Fifth entry in the series of posts in which we are compiling different terms in a glossary of footwear concepts (5) . Within our field, there are numerous terms that refer to important elements in the manufacture and design of shoes.
We continue with other concepts from the world of footwear arranged in alphabetical order.
Spliced cut
When assembling the shoe, the upper has been centered on the last and attached by gluing or stitching to the insole of the assembly, pending the placement of the sole.
Trimmed cuts
This refers to footwear that is already sewn and ready to be assembled on the last. Assembling the footwear by stitching, making pairs (right and left foot) is normally called "preparar".

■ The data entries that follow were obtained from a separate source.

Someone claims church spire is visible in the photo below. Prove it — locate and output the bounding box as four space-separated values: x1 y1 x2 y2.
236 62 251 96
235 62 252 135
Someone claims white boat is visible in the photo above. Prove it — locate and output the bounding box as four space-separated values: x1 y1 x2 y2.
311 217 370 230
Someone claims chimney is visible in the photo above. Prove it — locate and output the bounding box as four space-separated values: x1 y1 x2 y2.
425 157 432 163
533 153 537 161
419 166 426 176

Stitching the sole split or groove
The bottom of the soles usually has one slit, or two if it is in the wall rather than the bottom. Once the shoe is assembled, a bent-arm machine, special for sewing thick materials, sews the rubber sole through all the layers that make up the shoe.
Reverse seam
This refers to a seam that has been made to join two pieces together, then turned inside out so that the seam is hidden. A reverse seam is most often found on the neckline of a shoe, or in areas where it meets the inner lining. This type of seam is also used to hide the edges of materials used. To make the seam finer, the edges are often rolled back to remove thickness from the material before it is sewn.
Crouponer
The butt is the most valued, robust and largest part of the cowhide. It is approximately 5 to 8 mm thick, water-resistant and temperature-resistant. This type of leather is widely used for soles and heels.
Cuban
Type of shoe manufacturing in which the sole is glued first and the heel is superimposed on it.